After years of standing on the sidelines I bought myself a smartphone and I have been plunged into the wonderful world of apps.
If you are Stoneage Luddite technophobe like me and don’t know what an app is, it is a little computer programme which sits on your phone and eats away precious minutes of your life.
One such app is Googlesky. You point your phone towards the heavens and by the wonders of science, the screen tells you what stars and planets you are looking at. Even when it’s daylight. Should you require, you can sit on the lavatory and look at the stars from an Australian perspective underneath the Earth. Point it at the sun and there it is. The sun - on your phone next to the real one.
I also have a telephone barcode reader, which tells me the price somewhere else of an item I am buying when I am in a shop purchasing it.
Factoring in the lost time and transport costs makes it redundant, but it’s technologically impressive.
There was one called Typnwalk which uses the phone’s camera, overlaying the text messages over the view while you are typing and walking. I theorised I might trip over a dog outside the view of the camera and I have uninstalled it.

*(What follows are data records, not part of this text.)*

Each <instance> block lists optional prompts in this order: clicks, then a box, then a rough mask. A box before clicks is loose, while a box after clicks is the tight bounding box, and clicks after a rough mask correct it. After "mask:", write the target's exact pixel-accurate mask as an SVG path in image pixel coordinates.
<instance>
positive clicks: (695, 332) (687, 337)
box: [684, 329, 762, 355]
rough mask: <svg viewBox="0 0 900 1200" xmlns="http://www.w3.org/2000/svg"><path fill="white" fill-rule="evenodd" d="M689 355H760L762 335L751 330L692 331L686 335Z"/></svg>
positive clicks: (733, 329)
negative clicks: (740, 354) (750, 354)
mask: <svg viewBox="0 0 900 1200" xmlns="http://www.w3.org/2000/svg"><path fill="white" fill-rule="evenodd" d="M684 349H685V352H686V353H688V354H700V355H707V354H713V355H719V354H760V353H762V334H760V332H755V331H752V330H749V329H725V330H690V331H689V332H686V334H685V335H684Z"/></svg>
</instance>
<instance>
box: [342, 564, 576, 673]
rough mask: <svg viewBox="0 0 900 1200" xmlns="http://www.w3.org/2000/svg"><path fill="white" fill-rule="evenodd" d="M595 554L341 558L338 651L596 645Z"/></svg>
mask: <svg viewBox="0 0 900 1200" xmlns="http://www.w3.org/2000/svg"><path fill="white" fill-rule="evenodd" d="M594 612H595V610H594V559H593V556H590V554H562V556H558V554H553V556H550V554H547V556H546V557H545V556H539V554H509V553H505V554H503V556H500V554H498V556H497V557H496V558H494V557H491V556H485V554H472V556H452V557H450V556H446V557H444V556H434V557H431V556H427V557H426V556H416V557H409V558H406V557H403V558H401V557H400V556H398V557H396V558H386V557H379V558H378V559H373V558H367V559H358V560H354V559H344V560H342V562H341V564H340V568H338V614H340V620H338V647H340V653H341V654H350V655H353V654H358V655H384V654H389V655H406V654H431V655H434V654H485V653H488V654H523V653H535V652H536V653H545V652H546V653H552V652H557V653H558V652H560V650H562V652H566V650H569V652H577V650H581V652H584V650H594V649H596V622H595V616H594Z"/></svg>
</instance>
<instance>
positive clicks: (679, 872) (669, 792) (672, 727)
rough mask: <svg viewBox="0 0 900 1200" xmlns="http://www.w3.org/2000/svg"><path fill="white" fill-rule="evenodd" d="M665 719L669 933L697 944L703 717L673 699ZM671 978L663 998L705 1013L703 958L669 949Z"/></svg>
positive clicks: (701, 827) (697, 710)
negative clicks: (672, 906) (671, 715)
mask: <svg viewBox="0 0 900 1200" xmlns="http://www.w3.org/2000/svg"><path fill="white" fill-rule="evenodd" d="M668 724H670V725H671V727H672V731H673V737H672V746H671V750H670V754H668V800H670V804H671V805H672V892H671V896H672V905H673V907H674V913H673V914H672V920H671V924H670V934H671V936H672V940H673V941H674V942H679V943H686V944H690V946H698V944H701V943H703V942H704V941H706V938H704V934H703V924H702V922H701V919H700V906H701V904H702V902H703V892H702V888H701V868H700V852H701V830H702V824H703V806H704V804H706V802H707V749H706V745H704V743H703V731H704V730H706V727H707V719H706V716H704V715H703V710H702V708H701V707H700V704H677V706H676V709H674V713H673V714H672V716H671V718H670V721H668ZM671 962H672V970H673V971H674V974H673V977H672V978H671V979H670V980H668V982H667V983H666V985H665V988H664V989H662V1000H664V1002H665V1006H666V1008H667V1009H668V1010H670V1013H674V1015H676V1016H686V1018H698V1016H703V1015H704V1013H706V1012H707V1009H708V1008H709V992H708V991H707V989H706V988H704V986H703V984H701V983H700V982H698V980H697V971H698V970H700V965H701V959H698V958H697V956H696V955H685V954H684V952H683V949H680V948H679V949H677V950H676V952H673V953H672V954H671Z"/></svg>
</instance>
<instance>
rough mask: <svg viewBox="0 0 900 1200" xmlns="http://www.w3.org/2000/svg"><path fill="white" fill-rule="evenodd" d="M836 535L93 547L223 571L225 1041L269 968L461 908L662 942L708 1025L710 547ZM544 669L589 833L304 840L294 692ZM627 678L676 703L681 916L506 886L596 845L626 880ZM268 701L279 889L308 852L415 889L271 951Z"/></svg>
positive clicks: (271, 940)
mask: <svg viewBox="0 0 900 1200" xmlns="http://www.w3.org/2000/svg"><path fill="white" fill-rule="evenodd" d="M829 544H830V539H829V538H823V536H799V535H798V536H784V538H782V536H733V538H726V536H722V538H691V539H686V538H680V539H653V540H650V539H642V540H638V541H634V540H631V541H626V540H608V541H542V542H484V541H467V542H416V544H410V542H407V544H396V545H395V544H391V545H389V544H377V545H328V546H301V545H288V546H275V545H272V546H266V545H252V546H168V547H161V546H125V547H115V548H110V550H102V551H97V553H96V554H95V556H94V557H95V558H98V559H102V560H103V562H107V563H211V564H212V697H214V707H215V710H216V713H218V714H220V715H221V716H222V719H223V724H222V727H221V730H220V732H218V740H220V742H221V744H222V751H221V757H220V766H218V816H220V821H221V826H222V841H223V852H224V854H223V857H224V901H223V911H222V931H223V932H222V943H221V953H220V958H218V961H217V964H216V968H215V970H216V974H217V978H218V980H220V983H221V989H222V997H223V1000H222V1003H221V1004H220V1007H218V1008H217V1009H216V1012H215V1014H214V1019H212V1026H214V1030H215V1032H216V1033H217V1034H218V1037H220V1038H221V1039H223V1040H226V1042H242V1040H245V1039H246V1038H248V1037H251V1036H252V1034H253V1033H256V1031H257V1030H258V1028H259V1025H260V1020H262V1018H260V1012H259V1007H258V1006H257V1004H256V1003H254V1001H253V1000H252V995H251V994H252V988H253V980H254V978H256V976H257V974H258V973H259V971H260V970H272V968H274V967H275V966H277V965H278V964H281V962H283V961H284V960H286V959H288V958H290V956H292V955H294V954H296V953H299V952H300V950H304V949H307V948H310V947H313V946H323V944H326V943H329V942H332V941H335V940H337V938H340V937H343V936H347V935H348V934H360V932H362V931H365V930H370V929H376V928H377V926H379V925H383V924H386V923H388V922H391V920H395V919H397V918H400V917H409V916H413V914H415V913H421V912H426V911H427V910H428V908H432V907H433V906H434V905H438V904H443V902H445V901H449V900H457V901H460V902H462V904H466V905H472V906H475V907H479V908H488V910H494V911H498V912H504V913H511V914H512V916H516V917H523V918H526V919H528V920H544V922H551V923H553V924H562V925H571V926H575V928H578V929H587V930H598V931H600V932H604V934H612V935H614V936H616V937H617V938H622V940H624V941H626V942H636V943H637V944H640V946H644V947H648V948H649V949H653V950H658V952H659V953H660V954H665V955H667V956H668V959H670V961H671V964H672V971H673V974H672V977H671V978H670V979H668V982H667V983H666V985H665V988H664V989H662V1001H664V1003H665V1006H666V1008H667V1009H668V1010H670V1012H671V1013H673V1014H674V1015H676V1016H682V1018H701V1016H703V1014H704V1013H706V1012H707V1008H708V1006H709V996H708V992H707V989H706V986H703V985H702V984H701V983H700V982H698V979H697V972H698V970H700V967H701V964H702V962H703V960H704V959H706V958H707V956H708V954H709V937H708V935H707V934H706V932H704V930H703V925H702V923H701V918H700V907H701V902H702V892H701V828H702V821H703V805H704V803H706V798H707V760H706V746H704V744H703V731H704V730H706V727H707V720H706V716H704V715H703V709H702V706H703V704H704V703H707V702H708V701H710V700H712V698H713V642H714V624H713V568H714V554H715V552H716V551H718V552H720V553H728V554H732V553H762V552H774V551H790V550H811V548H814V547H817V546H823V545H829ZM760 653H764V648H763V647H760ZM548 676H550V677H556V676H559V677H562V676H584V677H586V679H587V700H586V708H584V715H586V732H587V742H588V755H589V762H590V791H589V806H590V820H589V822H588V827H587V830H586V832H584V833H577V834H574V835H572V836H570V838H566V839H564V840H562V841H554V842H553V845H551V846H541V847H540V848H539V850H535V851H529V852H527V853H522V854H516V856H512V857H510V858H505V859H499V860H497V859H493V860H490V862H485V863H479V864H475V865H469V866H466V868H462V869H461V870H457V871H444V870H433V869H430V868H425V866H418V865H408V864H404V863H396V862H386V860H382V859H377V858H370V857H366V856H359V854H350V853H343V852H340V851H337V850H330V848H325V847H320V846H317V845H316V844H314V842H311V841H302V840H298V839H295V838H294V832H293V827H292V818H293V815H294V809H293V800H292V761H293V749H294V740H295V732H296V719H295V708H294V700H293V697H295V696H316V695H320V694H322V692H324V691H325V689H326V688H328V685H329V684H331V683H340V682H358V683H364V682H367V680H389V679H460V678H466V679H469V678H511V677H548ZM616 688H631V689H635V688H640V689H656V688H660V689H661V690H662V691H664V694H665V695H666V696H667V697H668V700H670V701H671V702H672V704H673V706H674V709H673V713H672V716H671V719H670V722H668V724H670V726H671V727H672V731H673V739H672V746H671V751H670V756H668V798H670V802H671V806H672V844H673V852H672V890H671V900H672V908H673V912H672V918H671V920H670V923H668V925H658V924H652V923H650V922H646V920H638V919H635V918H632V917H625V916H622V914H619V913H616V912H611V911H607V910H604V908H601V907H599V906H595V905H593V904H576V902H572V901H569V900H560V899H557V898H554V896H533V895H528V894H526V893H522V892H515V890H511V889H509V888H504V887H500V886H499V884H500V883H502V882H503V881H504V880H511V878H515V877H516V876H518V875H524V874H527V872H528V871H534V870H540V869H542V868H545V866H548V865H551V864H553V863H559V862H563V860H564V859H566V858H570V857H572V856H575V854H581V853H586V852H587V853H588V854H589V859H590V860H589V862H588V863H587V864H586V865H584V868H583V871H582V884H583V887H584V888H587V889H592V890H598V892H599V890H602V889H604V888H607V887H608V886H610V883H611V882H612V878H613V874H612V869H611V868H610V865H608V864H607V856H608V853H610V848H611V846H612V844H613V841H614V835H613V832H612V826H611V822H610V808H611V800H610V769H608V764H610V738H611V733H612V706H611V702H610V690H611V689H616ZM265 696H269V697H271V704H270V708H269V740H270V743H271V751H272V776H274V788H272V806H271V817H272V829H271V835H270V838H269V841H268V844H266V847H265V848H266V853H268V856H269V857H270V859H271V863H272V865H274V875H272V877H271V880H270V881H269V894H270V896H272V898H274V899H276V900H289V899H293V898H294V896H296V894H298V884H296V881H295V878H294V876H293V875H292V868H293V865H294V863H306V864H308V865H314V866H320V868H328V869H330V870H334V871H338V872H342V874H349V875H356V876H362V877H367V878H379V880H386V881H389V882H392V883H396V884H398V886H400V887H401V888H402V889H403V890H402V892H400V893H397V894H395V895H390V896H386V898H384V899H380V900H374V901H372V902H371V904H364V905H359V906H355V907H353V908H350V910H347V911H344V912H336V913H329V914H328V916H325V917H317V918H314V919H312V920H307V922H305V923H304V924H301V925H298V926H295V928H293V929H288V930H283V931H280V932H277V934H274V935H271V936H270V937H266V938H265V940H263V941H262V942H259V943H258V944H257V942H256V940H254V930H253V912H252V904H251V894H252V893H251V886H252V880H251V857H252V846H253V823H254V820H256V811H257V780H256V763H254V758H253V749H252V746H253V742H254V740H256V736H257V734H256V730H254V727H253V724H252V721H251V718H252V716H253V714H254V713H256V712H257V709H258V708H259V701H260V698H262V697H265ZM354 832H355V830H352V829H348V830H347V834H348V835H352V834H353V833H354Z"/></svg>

But my favourite app is C25K, which purports to train you from a couch potato to running five kilometres in just nine weeks. A haughty young middle class lady shouts encouragement through your headphones as you alternately slouch and jog through the streets.
So far it’s working for me and I have kept it up for six weeks breathlessly abandoning myself to her ministrations. The pounds are simply falling off as I sweat away for 30 minutes, on every alternate day.
The running is coming along fine as well.